报告题目：Multi-cue Based 3D Residual Network for Action Recognition
报 告 人：Ruili Wang 教授
Professor Wang is a Professor of Artificial Intelligence at Massey University, Auckland, New Zealand. He received the PhD degree in Computer Science from Dublin City University (Dublin, Ireland), the Bachelor Degree from Huazhong University of Science and Technology (Wuhan, China), Masters’ Degree from Northeastern University (Shenyang, China). His current research areas include language and speech processing, machine learning and data mining, computer vison and image processing. He is an Associate Editor (or an editorial board member) for the journals of IEEE Transactions on Emerging Topics in Computational Intelligence, Knowledge and Intelligent Systems (Springer), Applied Soft Computing (Elsevier), and Neurocomputing (Elsevier), and Complex and Intelligent Systems (Springer). He has published more than 140 papers, of which 90 are in peer-reviewed journals. He has supervised 19 PhD and 8 Master’s students to completion. He was awarded a Marsden grant in 2013 in machine learning and its application to speech processing, and the Seed Projects from the National Science Challenges of New Zealand.

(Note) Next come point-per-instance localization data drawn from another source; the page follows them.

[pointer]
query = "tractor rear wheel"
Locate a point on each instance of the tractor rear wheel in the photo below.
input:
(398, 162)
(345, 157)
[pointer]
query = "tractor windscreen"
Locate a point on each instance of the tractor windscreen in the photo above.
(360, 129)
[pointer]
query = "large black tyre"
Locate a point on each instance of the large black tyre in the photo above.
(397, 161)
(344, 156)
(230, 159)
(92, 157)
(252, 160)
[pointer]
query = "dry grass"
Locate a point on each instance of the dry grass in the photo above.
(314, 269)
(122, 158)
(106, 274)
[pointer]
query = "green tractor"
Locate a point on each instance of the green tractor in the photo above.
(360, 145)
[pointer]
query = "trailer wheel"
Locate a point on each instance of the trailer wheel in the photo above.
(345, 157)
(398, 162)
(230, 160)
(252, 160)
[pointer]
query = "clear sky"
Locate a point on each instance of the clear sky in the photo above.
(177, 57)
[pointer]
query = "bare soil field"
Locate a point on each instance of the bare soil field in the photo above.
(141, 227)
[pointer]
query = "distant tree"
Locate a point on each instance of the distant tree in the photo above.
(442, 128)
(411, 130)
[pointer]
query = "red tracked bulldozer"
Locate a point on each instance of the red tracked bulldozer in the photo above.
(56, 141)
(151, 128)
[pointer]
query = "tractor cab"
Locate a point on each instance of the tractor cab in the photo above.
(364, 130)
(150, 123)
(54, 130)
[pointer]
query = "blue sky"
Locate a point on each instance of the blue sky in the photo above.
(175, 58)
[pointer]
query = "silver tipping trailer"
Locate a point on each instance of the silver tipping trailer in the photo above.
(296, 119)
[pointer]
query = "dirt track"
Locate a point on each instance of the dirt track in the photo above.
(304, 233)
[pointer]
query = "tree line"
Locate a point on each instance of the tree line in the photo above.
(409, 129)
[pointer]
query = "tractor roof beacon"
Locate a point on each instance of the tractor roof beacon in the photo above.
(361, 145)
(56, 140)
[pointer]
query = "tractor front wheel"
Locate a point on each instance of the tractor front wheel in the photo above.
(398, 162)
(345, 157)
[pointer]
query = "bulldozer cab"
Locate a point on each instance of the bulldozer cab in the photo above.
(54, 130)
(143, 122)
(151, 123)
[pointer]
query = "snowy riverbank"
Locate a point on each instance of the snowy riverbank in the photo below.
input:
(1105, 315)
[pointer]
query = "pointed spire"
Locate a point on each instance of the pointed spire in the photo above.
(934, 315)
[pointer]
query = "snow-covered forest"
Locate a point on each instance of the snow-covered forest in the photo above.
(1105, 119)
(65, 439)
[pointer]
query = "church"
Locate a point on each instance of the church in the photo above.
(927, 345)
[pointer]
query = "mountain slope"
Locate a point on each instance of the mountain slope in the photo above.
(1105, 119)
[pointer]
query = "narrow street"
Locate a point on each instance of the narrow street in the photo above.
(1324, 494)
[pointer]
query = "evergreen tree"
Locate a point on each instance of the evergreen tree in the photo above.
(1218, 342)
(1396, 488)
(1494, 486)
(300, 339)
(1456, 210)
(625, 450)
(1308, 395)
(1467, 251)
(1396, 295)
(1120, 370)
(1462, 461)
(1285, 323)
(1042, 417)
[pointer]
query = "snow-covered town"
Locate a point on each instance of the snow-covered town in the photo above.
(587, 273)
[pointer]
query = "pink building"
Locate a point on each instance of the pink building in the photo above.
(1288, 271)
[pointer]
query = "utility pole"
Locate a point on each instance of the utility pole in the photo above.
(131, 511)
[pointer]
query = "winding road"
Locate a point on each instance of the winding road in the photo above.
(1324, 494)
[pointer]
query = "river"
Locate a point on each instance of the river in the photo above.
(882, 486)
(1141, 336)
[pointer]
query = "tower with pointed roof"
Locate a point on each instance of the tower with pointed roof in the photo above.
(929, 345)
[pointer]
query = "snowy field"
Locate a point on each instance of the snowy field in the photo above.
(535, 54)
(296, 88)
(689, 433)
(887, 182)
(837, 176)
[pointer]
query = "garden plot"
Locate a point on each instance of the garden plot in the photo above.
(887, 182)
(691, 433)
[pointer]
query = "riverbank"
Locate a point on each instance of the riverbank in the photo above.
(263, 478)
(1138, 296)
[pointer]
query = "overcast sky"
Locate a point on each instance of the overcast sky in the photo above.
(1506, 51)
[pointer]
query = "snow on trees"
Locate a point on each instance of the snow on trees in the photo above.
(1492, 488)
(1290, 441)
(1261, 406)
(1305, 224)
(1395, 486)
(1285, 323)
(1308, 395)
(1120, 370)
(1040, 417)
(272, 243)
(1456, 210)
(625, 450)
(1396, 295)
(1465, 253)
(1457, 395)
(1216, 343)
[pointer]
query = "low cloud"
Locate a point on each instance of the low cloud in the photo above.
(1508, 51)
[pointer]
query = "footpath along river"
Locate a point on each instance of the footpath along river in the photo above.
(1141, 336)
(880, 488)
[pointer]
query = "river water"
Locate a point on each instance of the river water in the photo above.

Human action recognition aims to automatically identify specified actions in a video. It has many applications such as intelligent video surveillance, human-computer interaction and smart hospital care. Obviously, the appearance cue plays an important role in still images while the motion clue plays an important role in action recognition. Recently, deep learning-based models have achieved the state-of-the-art performance for video tasks. In particular, 3D convolutional neural networks (CNNs) are the natural architecture for video data. However, current 3D CNNs for action recognition have some deficiencies. A multi-cue 3D convolutional neural network (M3D) is proposed to overcome the deficiencies. Further, we propose a deeper residual multi-cue 3D convolution model (R-M3D) to improve the representation ability to obtain representative video features. Experimental results show that our proposed models outperform the current 3D CNNs models and achieves better performance compared with the state-of-the-art models on the UCF101 and HMDB51 datasets.